Senator Warren then referenced Facebook’s recent ban of cryptocurrency and ICO ads and asked SEC Chairman Clayton a series of questions “around” how to make ICOs safer. The senator asked, “In 2017, companies raised more than $4 billion in ICOs. How many of those companies registered with the SEC?” Clayton told Senator Warren that “not one” had registered. Pressing further, the senator asked the chairman how many companies with upcoming ICOs had registered with the SEC, to which Clayton gave the same answer. Unfazed, Senator Warren asked Clayton for a comment on why no one registered an ICO with the SEC. The chairman’s response was a vague admonishment of the “gatekeepers [the SEC] rely on” to assist them in ensuring securities laws are followed, saying they “have not done their jobs.”
Elaborating further, he stated, “What ICOs do is take the disclosure-like benefits of a private placement and then add to it general solicitation and promise to the investor of a secondary market without registering to us.” Senator Warren finished off her line of questioning, saying to Clayton, “I am understanding you to say [that] it [what ICOs do by not registering] is a violation of the law?” The SEC chairman simply answered, “Correct.” But he did moderate his views on the illegality of ICOs by stating, “I’m perfectly happy for these people to do private placements, but do them right.”
Senatorial Enlightenment: Hacks, HODLs and “Kimchi Premiums”
While not all of the questions were focused directly on clarifying future U.S. regulatory frameworks on “virtual currencies,” the cryptocurrency industry was made aware of the effort regulators and lawmakers alike took to learn about the new asset class.
Throughout the hearing, several senators demonstrated an awareness of problems currently plaguing the industry. References to the Coincheck hack in Japan, Mt. Gox and exchange vulnerabilities, and North Korean and Russian state agents’ potential for abusing prices in the cryptocurrency market all came up.
Senator Robert Menendez cited Venezuela’s attempt to circumvent sanctions using Petrocoin, while Senator Jack Reed stressed the need for technologists and computer expert personnel among the regulators to help them understand the burgeoning asset class. Senator David Perdue began a line of questioning about combating pump-and-dump schemes, regulatory arbitrage and financial arbitrage that prompted the CFTC chair to explain what “kimchi premiums” were. Most surprisingly, however, was Chairman Giancarlo’s attempt to define “hodling” to the Committee in the middle of an answer to Senator Mike Rounds about the commodity-like aspects of cryptocurrencies.

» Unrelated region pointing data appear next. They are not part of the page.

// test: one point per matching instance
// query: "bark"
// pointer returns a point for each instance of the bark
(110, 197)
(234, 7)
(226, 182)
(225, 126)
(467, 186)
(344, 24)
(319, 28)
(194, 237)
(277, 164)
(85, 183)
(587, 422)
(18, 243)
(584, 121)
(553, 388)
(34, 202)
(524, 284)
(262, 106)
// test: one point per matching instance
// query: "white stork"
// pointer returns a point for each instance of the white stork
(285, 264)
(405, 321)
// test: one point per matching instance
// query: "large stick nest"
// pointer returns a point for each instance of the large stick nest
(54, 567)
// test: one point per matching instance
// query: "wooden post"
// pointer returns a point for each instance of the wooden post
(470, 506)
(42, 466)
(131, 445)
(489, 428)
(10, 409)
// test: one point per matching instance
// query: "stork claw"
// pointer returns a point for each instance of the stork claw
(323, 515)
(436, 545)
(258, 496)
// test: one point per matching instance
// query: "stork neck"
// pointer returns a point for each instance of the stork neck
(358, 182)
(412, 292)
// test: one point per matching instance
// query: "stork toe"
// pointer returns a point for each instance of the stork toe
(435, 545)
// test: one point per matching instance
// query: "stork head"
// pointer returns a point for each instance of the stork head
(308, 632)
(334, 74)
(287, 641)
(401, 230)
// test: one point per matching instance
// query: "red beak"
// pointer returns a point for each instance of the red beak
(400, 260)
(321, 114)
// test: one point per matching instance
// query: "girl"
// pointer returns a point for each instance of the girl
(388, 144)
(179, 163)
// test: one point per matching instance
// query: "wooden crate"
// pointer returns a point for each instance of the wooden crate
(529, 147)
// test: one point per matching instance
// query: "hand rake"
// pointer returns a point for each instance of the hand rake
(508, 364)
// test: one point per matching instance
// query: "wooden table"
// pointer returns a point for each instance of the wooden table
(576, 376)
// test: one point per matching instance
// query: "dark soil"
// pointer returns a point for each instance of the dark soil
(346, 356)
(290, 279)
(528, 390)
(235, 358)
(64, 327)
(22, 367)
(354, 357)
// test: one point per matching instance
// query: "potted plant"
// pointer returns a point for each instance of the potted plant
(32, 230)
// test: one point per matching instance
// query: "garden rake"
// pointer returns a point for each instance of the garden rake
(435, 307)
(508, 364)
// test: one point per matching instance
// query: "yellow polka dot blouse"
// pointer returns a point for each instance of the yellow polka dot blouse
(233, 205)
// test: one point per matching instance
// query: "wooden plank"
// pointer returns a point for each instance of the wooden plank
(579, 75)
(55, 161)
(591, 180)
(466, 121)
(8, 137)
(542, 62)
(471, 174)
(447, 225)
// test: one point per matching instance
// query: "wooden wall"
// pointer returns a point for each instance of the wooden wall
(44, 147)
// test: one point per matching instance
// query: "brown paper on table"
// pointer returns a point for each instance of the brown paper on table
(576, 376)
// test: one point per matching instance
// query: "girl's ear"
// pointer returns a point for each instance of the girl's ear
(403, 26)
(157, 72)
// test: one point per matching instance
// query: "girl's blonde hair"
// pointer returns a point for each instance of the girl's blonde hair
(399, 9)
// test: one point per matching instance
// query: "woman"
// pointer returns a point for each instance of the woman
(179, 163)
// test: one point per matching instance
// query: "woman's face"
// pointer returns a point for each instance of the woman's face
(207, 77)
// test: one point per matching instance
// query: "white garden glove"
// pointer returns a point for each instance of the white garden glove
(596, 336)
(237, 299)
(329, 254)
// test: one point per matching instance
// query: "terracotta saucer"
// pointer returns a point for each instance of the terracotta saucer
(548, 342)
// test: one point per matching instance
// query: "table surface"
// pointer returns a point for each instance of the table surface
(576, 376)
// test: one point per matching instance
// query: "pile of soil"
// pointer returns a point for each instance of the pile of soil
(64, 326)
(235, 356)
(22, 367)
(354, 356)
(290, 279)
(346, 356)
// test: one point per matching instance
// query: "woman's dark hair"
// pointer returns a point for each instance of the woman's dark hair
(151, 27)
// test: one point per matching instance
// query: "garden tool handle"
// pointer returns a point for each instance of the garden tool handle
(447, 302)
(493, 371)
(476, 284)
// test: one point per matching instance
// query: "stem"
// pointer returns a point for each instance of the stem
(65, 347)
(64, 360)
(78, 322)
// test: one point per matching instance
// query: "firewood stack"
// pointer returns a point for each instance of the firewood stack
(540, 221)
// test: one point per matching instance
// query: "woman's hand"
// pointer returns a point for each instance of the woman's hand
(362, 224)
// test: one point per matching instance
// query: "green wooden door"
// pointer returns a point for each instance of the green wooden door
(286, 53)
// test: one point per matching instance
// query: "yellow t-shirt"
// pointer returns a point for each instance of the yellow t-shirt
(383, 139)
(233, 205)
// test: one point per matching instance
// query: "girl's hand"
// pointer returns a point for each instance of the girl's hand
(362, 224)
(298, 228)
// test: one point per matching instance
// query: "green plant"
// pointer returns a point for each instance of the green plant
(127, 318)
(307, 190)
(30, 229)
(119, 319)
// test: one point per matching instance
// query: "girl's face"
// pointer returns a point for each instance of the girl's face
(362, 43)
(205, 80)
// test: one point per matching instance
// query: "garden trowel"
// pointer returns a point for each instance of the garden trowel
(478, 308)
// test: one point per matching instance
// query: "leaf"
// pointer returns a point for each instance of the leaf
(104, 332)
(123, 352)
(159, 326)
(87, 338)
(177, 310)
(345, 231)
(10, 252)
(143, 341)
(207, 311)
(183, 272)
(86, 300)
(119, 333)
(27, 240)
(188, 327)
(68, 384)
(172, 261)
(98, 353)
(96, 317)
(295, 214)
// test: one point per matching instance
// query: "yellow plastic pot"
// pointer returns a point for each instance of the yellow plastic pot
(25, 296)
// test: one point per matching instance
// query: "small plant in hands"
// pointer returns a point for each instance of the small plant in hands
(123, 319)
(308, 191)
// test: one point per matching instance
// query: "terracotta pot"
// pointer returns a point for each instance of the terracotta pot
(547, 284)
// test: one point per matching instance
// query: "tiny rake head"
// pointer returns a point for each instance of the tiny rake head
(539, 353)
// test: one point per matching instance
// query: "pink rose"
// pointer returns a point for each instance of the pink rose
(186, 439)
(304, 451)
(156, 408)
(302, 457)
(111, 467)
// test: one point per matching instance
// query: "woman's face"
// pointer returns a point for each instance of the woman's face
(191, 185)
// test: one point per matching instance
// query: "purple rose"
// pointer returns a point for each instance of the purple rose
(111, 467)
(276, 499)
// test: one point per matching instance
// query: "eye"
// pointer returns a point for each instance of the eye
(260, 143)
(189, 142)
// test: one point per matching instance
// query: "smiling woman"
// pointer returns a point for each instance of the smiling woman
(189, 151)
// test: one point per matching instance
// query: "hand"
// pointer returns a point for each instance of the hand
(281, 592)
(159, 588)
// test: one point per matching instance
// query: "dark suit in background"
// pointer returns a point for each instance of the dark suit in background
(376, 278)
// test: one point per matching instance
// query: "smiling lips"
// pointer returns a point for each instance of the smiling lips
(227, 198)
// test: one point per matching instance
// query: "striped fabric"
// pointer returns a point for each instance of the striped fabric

Some senators did conflate which countries took recent regulatory actions on virtual currencies, but it is a confusing enough subject that it is the cover story for Bitcoin Magazine this month. While not directly indicative of which regulatory measures the U.S. will take, industry participants can take some benefit from knowing legislators and top regulators are making an attempt to educate themselves and to thoughtfully institute measured regulatory frameworks in an effort to protect investors while not ruining the industry.